These are a sample of some of the most common questions our personal trainers are asked concerning the use of food supplements and their impact upon muscular size and bodybuilding in general
What do I need to take?
“Need” is a very strong word. You only “need” to exercise hard and eat a diet high in protein and essential fats, and consume a slight calorie surplus over your body’s daily calorific requirements.
However, there are many highly effective supplements out there that can aid in the muscle building process both by speeding up the accumulation of muscle mass, and by helping take you beyond that which can be achieved merely by eating “3 square meals” a day. We deal extensively with this subject in a very comprehensive way in other areas of the nutrition section of this website, and if you wish to seek out more bespoke, individualised advice then please contact us and we will be happy to provide any assistance you may need on learning more about supplements for muscular size and strength.
What is creatine, and can it help me get bigger?
Creatine is an amino acid derivative that is incorporated into muscle as creatine phosphate. By regenerating Adenosine Tri Phosphate (ATP is fuel for muscle contractions) it can improve anaerobic endurance, strength, power and recovery between sets of demanding exercise. More power means that you can lift more, for longer. Which equates to improved performance all round. Intelligent use of creatine should result a phenomenon referred to as “cell volumization”. This involves an increase in muscle water content at the cellular level that helps keep nutrients inside the muscle, thus promoting anabolic activity. Also, a well hydrated “full” muscle also provides better leverage, allowing heavier weights to be lifted, and therefore further enhancing long-term performance in the gym or on the athletic track.
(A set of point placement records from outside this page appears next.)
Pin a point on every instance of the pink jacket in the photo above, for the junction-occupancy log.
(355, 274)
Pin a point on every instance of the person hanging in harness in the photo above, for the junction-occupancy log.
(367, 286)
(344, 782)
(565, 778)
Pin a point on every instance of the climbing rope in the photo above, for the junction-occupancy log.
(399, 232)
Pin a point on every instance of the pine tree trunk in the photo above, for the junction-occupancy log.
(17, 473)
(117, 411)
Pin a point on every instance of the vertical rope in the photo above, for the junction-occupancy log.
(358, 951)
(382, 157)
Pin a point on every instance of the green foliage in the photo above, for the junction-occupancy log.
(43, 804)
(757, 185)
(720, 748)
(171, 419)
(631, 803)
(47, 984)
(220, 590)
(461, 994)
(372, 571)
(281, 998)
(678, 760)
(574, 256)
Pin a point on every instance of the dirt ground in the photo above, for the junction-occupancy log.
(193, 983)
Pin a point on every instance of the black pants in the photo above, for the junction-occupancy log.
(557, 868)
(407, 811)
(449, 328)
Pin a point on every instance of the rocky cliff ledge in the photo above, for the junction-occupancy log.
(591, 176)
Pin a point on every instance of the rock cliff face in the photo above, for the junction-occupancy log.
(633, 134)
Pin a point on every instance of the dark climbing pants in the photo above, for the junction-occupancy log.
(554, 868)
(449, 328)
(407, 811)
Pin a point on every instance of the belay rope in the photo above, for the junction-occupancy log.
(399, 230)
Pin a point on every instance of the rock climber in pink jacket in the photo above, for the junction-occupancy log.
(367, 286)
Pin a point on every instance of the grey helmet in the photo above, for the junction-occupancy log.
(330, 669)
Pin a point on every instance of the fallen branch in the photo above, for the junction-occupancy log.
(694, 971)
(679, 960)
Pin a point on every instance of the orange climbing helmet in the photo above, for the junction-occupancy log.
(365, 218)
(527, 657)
Is creatine safe? What about its effects on my kidneys?
At the time of this writing, there are no known negative side effects associated with high dose creatine use. It has been widely available for over a decade with no reported negative consequences. Cycling it’s use however is the smart way to go in order to keep the body responding, as is the way with all supplementation, nutritional and exercise programmes.
Do I need to take a protein powder?
Absolutely not. A better question however, would be “what are the advantages of supplementing with a protein powder?”.
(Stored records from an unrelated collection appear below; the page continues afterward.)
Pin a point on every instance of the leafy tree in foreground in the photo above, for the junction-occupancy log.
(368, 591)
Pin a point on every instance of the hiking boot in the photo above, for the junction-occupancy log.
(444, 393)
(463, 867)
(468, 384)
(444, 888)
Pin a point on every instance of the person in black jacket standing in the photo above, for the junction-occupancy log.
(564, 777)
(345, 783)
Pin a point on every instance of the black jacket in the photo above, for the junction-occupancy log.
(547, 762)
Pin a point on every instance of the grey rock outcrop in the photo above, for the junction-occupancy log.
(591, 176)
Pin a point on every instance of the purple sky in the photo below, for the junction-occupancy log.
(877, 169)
This is a very simple answer depending upon your exercise, nutritional and athletic goals. If you a looking to build muscle then a MINIMUM rule of thumb should be to take in 1 gram of protein per pound of lean bodyweight. For hard training athletes seeking to really ramp up their muscle mass, we see great success when we step up protein consumption as high as 2 grams per pound of lean bodyweight. If a 250lb man was to eat this amount of protein purely from solid food that would be an awful lot of food to digest. Protein powders at their most basic level also provide a great convenience. Imagine shifting 6 chicken breasts to the office – and then swap it with 6 scoops of protein powder. I know which one I prefer to prepare and carry on the tube!
There are a host of other advantages for the judicious use of protein powders, many of which centre around nutrient timing and the rapid absorption of protein for muscle growth and recovery. A good protein powder should be at the top of your list when choosing the best supplements to improve muscular size and strength.
You recommend protein powders – will they make me grow muscle?
No. The only thing that will promote an initial anabolic (growth) response in your body is exercise! The harder and the more painful the exercise the better.
Intelligent use of protein supplements will assist your body to adapt to any exercise stress by utilising the protein at a cellular level for repair, remodelling and ultimately growth.